Depuis l’enfance ! Mon père était militaire, donc j’ai pas mal voyagé. J’allais souvent à la chasse aux objets ! Je farfouillais un peu partout… (rires) J’ai eu la chance de pouvoir accéder aux maisons de mon arrière-grand-mère, qui sont restées dans leur jus. L’une était figée dans les années 20, j’étais comme une folle ! On pouvait y partir en urbex ! Ça me faisait peur autant que ça m’intriguait énormément. Il y a plein d’émotions, encore une fois, qui me viennent quand je suis dans une pièce remplie d’objets anciens, de livres particulièrement.

Et à ce métier de doreuse graveuse ?

J’ai d’abord été étudiante au Centre des Arts du Livre, où j’ai découvert la pratique de la dorure et ai pu m’y essayer assez jeune. Je suis tombée amoureuse de cette technique là-bas. Et puis, les livres me fascinent : il y a une empreinte, une époque restée en suspens, des décors infusés par le temps avec des feuilles d’or ; j’étais tout en émoi. J’avais vraiment l’impression d’avoir une partie de l’Histoire face à moi, que je pouvais toucher du bout des doigts. Ensuite, j’ai poursuivi mes études à l’École Bleue (école de design et d’architecture d’intérieur) parce que je voulais exploiter cette technique à d’autres fins que sur la couverture des livres. Pendant ces deux années, j’ai appréhendé d’autres matériaux, ce qui m’a permis d’avoir une autre perception des espaces, de découvrir plein de choses. Avec la culture du design et de l’architecture, j’ai pu aller vraiment plus loin et faire en sorte de trouver ma patte.

Pourquoi l’or ?

Ça fait forcément référence aux objets anciens, c’est quelque chose de prégnant. Rien que le fait de toucher la feuille d’or, c’est une approche très particulière à chaque fois. D’un point de vue technique c’est aussi très intéressant, parce qu’il y a quand même quelque chose qui se passe. Il y a un bon feeling ! (Elle sourit)
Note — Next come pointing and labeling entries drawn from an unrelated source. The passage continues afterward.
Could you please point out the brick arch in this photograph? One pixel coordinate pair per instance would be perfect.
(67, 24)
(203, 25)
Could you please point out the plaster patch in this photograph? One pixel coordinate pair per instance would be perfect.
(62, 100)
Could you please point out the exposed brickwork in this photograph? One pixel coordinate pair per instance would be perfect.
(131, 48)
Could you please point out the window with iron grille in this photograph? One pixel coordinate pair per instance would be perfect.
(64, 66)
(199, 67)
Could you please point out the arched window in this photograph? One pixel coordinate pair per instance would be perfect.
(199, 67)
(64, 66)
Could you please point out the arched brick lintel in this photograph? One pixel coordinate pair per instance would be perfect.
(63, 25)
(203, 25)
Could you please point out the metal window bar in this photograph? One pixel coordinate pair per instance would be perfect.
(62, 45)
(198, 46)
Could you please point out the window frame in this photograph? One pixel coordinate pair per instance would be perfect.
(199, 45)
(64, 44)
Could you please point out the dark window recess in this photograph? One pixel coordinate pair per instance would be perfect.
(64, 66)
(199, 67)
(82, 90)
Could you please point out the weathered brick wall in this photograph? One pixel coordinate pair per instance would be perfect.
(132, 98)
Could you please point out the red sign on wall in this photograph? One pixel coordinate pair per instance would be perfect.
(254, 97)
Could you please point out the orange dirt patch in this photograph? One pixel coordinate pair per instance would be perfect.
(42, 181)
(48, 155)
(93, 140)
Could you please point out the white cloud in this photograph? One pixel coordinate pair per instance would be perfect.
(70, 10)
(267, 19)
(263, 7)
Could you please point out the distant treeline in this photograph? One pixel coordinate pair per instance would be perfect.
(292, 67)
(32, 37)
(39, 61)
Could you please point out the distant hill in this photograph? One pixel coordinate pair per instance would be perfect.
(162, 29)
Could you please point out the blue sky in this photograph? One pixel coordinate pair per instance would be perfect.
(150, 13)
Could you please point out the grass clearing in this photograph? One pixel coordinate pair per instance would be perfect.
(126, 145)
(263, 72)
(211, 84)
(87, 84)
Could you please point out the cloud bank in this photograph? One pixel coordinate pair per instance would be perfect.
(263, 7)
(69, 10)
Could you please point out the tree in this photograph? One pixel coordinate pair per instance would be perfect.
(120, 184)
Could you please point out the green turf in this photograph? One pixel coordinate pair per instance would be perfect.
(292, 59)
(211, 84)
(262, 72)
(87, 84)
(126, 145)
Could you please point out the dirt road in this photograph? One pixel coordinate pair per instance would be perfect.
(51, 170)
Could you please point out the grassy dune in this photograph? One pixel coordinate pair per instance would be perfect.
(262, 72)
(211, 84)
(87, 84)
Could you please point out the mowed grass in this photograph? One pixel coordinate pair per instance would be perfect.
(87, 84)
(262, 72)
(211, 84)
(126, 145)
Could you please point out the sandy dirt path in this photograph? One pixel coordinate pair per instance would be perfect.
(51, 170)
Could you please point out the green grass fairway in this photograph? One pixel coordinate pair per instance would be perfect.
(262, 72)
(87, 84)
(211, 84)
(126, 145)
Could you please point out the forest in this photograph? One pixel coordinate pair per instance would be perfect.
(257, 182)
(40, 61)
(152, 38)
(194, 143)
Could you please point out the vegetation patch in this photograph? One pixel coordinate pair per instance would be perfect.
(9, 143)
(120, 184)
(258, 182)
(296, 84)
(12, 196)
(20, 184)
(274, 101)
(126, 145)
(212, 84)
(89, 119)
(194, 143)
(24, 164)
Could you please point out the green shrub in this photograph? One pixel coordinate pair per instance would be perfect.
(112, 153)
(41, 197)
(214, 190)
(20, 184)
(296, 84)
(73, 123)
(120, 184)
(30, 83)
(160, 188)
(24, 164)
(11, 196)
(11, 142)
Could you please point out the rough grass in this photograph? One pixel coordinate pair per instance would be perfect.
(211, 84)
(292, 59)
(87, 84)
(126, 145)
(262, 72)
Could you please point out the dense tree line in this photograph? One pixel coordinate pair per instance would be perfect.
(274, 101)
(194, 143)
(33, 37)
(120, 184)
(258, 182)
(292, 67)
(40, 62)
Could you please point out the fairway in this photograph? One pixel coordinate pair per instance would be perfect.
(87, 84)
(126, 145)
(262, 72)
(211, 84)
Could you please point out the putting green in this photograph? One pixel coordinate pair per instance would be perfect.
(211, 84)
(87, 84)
Et à côté de ça, le décor permet de vivre en fait. Il ya une dimension qui n’a rien à voir avec le même décor mais crayonné. Je veux vraiment apporter de la poésie, avec un aspect assez féminin, délicat. L’idée d’expérimenter sur des matériaux qui permettent d’avoir un résultat hors-normes me plaisait, mais c’est le dessin à la base, la démarche à travers laquelle je voulais m’exprimer. Lorsque je grave un décor en or, la lecture sera très différente qu’avec un autre matériau. Comme l’or reflète particulièrement bien la lumière, on va avoir un dessin hyper poétique, qui s’allume. Les dessins s’animent au contact des rayons et laissent place à de réels décors mouvants.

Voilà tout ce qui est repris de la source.